Another rescue worker agreed.

"I think everybody's losing a little bit of spark, the hope that they're going to find somebody as time goes on is realistically … going to be a fluke, I feel," the worker said.

But Capt. Stewart Willig of the Florida task force working at ground zero says it's still possible for people to survive in the levels below ground.

"The oxygen level is fine, so people can breathe down there," he said. "The top floors we don't expect to find many survivors, but the lower floors that were pancaked down … we expect to find quite a few bodies and hopefully survivors down there."

Return to Offices, Homes

As work continued at the scene and passers-by gawked, many business owners and office workers waited in long lines to get police escorts back into buildings near ground zero. Many allowed to enter for a few minutes said dust blankets everything in most offices with open or broken windows. They say there's glass and paperwork scattered everywhere.

John Horran, an attorney, said the stuff he had to leave behind is now desperately needed.

"We're trying to get our business back to normal," he said. "So in order to go to court and make appearances we need our files back."

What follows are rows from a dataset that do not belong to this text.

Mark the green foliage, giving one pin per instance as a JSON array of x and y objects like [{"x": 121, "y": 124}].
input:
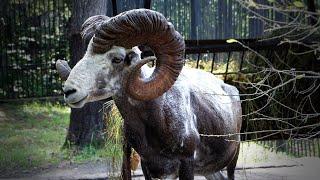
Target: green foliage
[{"x": 32, "y": 136}]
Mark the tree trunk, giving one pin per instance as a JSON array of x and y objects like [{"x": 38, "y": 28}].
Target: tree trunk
[{"x": 86, "y": 124}]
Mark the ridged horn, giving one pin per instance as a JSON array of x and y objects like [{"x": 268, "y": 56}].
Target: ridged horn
[
  {"x": 63, "y": 69},
  {"x": 150, "y": 28}
]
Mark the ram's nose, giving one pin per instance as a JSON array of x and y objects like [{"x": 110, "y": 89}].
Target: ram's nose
[
  {"x": 74, "y": 96},
  {"x": 68, "y": 90}
]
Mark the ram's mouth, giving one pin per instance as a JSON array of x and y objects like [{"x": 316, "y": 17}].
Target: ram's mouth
[{"x": 79, "y": 103}]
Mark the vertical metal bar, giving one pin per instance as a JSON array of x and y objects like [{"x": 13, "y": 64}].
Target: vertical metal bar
[
  {"x": 212, "y": 64},
  {"x": 318, "y": 146},
  {"x": 40, "y": 42},
  {"x": 198, "y": 60},
  {"x": 309, "y": 145},
  {"x": 226, "y": 73},
  {"x": 298, "y": 149},
  {"x": 314, "y": 147},
  {"x": 147, "y": 4},
  {"x": 19, "y": 59},
  {"x": 241, "y": 64},
  {"x": 305, "y": 148}
]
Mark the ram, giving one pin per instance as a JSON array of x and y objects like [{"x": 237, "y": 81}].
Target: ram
[{"x": 166, "y": 109}]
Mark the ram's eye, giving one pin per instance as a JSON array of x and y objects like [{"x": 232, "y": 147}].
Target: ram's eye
[{"x": 116, "y": 60}]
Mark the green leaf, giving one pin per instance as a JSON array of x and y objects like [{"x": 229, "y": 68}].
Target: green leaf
[
  {"x": 232, "y": 40},
  {"x": 298, "y": 4}
]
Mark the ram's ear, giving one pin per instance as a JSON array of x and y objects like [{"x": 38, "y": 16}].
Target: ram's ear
[{"x": 90, "y": 26}]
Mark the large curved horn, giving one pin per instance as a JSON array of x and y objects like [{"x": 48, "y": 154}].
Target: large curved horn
[
  {"x": 145, "y": 27},
  {"x": 90, "y": 26}
]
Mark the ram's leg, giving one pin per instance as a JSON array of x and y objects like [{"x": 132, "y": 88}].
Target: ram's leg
[
  {"x": 186, "y": 169},
  {"x": 126, "y": 170},
  {"x": 216, "y": 176},
  {"x": 232, "y": 165}
]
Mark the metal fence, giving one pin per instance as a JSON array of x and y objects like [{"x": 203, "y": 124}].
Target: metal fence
[
  {"x": 294, "y": 147},
  {"x": 33, "y": 38}
]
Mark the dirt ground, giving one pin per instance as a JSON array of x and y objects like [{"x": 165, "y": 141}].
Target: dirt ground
[{"x": 293, "y": 169}]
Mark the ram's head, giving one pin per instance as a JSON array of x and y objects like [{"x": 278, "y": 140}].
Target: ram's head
[{"x": 112, "y": 60}]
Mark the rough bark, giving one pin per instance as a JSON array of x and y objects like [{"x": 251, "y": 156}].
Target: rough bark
[{"x": 86, "y": 124}]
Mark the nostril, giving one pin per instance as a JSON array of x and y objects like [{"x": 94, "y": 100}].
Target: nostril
[{"x": 70, "y": 91}]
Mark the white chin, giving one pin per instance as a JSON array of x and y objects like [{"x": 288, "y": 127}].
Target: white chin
[{"x": 79, "y": 104}]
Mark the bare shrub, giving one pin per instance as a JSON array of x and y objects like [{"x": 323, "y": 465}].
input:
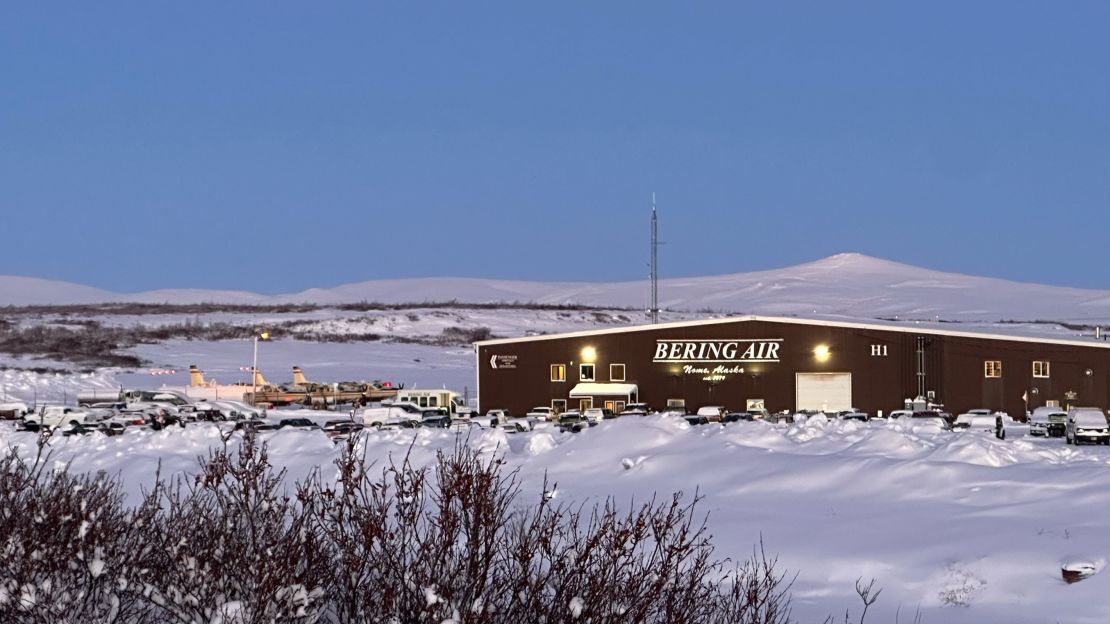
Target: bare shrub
[{"x": 454, "y": 541}]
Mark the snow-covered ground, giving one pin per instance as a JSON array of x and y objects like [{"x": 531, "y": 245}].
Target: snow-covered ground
[
  {"x": 848, "y": 283},
  {"x": 967, "y": 527}
]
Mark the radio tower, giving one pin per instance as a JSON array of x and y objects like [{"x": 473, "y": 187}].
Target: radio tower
[{"x": 655, "y": 264}]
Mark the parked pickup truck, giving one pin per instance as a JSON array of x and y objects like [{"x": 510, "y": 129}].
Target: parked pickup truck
[{"x": 1048, "y": 422}]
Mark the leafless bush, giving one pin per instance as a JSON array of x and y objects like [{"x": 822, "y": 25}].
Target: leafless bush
[
  {"x": 456, "y": 543},
  {"x": 66, "y": 540},
  {"x": 399, "y": 543}
]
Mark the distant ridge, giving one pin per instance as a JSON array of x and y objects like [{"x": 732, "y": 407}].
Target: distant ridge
[{"x": 849, "y": 284}]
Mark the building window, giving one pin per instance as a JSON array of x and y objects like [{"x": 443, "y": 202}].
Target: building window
[
  {"x": 992, "y": 369},
  {"x": 616, "y": 372},
  {"x": 586, "y": 372}
]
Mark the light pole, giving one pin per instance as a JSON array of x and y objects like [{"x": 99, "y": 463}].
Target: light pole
[{"x": 254, "y": 364}]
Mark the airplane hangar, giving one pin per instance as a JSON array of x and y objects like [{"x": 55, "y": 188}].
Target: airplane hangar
[{"x": 791, "y": 364}]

Residents also have been trying to get back to their homes near the attack, and Giuliani said a majority of people — five or six thousand out of nine or ten thousand displaced — that live in the area have returned.

Giuliani: ‘Stop Being Afraid’

Giuliani urged New Yorkers, where possible, to return to normal life as a way to help the relief effort.

"Stop being afraid," Giuliani said. "Stop being afraid doesn't mean that you can get rid of the emotion. It means overcoming it. Just going out and doing the things that you normally do."

"You can go back to your normal way of life," he added. "And I think you honor the people who are missing and the people who died if you did that. After all, they died to protect our normal way of life."

Former President Clinton, at a press conference with Giuliani and city officials, said he plans to do his part. On Friday, when Giuliani asked New Yorkers to go shopping to bolster the local economy, he complied. On Sunday, he said he plans to attend the Yankee Stadium service. And he added that he plans to resume his travel schedule.

"Next week, I think I'll be on at least four commercial airline flights," Clinton said. "I think that's right — anyway a large number. I feel quite confident that the airlines are safe for travel again and that New York is safe for visitors."

Giuliani said Friday night's Mets game at Shea Stadium, the first major league baseball game in the city since the attack, is proof that New York can move on.

"I even got cheered at Shea Stadium — something that made me very nervous," Giuliani said. "I thought we had gotten really weird when that happened. And then all of a sudden [the Braves' slugger] Chipper Jones came to the plate and the Mets fans booed. So we were back to normal."

ABCNEWS' Steffan Tubbs and Michael S. James in New York contributed to this report.